由于中期分析结果有利而提前终止试验可能会夸大疗效。本研究模拟了在真实世界中因疗效而提前终止的典型试验,并估计了提前终止可能导致的疗效高估程度。
从 100 万次模拟试验中,我们选择了那些超过中期终止标准的试验,并比较了终止时的明显疗效与用于生成数据的真实疗效。每个模拟试验都使用正态分布随机分配观察期、受试者数量和对照事件率,这些参数以模板试验(典型的“截断”试验,即因疗效而提前终止)中的相同参数为中心。干预措施的真实相对风险降低(RRR)也随机分配,并假设 1%的药物具有华法林样作用(RRR 为 60%),5%的药物具有他汀类药物样作用(RRR 为 35%),39%的药物具有阿司匹林样作用(RRR 为 15%),50%的药物没有作用(RRR 为 0%),5%的药物会造成伤害(模拟为 20%的相对风险增加)。试验有单次中期分析和 2.782 的 z 值(O'Brien-Fleming 阈值)用于停止。我们还对以下情况进行了建模:(1)基于 SPRINT 血压试验的大型截断试验(使用 SPRINT 的参数和停止标准);(2)如果它们按照计划完成而没有中期分析,则是相同的典型截断试验。
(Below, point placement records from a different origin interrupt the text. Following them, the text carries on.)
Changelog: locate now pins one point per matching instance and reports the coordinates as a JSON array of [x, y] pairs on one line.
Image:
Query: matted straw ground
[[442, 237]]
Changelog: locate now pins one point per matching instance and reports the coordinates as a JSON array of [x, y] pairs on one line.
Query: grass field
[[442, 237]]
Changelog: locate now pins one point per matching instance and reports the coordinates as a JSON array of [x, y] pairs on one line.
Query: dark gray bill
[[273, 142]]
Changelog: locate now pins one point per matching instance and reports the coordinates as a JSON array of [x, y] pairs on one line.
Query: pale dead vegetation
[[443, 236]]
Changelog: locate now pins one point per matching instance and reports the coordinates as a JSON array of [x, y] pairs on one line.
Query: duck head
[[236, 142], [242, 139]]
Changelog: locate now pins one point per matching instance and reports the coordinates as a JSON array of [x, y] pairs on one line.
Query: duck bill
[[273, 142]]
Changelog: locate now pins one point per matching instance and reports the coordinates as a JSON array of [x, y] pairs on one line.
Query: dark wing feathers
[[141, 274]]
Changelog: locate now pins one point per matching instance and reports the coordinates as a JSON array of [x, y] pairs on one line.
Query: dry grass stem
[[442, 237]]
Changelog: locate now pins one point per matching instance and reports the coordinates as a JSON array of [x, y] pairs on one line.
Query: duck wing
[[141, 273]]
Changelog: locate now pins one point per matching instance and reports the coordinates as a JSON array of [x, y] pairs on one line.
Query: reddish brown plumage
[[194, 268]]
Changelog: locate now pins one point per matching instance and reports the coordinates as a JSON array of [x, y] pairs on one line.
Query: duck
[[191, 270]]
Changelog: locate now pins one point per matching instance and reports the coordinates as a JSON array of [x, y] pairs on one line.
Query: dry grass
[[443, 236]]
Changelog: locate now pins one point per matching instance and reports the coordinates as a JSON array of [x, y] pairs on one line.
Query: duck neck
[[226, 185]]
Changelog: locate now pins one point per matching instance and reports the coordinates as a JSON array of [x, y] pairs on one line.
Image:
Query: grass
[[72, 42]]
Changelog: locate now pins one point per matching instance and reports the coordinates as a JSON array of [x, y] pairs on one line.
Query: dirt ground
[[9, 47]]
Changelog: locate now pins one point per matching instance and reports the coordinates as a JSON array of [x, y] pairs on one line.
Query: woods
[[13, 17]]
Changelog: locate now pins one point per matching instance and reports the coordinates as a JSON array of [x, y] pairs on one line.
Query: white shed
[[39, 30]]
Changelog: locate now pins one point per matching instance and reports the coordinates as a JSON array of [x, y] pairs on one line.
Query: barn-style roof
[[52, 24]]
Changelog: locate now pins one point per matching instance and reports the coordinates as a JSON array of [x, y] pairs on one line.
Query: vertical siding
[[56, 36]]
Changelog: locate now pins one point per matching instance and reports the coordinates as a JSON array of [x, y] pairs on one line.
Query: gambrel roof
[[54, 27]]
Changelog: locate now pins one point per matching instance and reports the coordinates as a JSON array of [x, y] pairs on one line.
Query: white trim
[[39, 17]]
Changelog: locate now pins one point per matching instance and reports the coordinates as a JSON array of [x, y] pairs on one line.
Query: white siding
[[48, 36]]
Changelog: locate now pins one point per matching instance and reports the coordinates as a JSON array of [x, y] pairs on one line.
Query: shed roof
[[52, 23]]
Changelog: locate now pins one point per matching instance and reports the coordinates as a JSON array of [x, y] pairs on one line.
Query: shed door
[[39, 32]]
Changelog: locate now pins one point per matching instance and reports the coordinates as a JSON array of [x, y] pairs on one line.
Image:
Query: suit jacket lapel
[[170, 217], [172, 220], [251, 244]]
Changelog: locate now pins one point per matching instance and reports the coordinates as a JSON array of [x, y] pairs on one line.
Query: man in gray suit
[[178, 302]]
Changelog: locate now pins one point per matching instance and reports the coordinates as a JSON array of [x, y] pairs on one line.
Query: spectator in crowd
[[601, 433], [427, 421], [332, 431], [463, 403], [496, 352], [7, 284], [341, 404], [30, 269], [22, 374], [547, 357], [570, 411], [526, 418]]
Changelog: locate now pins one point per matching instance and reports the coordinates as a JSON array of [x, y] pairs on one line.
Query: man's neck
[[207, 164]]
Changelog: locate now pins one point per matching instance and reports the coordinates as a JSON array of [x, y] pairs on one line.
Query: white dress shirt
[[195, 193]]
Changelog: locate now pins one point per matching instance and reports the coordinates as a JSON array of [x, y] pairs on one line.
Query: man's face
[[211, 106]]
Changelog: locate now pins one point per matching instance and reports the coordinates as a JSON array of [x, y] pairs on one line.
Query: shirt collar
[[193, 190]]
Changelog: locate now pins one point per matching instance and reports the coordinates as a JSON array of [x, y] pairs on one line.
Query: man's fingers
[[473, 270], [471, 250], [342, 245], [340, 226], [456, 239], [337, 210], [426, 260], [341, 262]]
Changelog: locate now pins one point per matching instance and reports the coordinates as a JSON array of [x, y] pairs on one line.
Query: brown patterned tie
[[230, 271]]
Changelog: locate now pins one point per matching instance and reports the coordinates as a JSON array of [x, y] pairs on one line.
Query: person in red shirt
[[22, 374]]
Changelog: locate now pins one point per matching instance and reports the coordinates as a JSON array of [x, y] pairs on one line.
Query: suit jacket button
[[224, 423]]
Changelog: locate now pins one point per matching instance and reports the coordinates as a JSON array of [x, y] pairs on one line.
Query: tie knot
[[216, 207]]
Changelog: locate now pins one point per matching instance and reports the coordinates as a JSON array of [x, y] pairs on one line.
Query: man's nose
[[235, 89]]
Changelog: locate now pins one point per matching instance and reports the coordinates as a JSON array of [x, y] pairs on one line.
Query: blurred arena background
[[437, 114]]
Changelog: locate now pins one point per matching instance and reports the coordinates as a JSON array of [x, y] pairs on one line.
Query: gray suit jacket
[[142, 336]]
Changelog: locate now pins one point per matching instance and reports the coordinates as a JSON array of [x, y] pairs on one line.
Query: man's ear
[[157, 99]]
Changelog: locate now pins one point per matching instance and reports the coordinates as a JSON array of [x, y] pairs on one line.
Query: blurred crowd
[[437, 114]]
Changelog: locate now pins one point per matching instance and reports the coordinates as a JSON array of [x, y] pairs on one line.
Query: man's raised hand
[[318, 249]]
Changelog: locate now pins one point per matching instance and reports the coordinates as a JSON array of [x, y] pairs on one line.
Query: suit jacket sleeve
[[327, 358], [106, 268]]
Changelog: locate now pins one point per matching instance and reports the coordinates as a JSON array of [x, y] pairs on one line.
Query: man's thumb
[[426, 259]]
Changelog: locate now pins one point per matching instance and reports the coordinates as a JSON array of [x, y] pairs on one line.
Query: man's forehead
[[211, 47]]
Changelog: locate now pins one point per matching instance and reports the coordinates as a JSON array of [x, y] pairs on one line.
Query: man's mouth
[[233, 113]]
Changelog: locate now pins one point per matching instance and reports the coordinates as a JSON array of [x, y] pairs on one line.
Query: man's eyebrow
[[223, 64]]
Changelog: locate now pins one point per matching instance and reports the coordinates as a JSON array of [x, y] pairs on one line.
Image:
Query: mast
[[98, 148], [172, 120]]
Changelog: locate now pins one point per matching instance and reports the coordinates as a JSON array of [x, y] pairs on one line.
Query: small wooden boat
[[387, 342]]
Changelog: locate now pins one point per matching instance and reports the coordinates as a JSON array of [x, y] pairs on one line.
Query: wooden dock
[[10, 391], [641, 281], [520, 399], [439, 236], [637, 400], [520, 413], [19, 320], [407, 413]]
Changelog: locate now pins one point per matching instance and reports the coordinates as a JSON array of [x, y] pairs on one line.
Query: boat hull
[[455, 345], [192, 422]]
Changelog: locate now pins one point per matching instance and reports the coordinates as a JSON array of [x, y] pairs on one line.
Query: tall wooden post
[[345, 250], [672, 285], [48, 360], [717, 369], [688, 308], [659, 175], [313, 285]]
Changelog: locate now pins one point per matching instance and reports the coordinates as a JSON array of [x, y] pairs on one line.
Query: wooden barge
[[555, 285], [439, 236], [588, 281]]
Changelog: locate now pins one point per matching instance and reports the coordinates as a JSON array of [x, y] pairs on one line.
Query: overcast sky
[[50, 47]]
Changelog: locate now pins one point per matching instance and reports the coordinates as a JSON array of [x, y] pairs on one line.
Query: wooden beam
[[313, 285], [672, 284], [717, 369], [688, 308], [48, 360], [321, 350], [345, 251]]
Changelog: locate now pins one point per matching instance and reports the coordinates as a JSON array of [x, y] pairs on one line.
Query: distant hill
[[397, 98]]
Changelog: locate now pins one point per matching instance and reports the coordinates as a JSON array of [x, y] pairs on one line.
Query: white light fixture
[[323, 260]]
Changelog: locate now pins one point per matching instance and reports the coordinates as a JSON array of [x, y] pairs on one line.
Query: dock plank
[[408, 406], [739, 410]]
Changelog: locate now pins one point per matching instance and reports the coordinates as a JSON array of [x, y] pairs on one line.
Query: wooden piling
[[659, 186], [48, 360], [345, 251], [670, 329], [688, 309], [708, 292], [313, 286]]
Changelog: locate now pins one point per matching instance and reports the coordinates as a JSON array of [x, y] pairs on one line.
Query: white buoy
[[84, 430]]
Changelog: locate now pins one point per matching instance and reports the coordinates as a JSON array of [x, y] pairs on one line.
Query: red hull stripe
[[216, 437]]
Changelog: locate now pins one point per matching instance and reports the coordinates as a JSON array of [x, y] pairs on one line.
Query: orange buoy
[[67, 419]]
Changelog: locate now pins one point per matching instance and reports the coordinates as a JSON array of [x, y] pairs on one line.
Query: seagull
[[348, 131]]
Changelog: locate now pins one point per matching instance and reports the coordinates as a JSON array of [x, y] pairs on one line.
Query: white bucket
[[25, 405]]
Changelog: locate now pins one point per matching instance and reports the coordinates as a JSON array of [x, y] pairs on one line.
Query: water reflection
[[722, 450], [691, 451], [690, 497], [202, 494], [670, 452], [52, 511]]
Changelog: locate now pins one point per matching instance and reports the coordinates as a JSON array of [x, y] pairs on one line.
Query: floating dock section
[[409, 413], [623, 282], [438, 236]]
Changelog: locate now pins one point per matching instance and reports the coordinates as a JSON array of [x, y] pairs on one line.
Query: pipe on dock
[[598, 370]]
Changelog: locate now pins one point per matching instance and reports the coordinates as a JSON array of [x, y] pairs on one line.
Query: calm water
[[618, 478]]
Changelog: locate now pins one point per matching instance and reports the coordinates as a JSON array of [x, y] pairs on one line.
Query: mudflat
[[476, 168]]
对于典型的截断试验,在停止时,真实的 RRR 大约是观察到的 RRR 的 2/3。在典型的截断试验中,RRR 的绝对高估了 14.9%(中位数,IQR 6.4-24.6),如果改为按计划完成,则高估了 5.3%(IQR -0.1 至 11.4),在大型 SPRINT 样试验中高估了 2.3%(IQR 0.98-1.09)。对于所有模型,要将绝对 RRR 高估保持在 5%以下,则需要 250 个事件。
因疗效而提前终止的典型模拟试验高估了真实的相对风险降低约 50%(即真实的 RRR 是观察值的 2/3)。当模拟大型 SPRINT 样试验提前终止时,高估程度较小,且可能不重要。无论试验规模大小、提前终止与否,都需要至少 250 个事件才能避免相对风险降低高估绝对值超过 5%。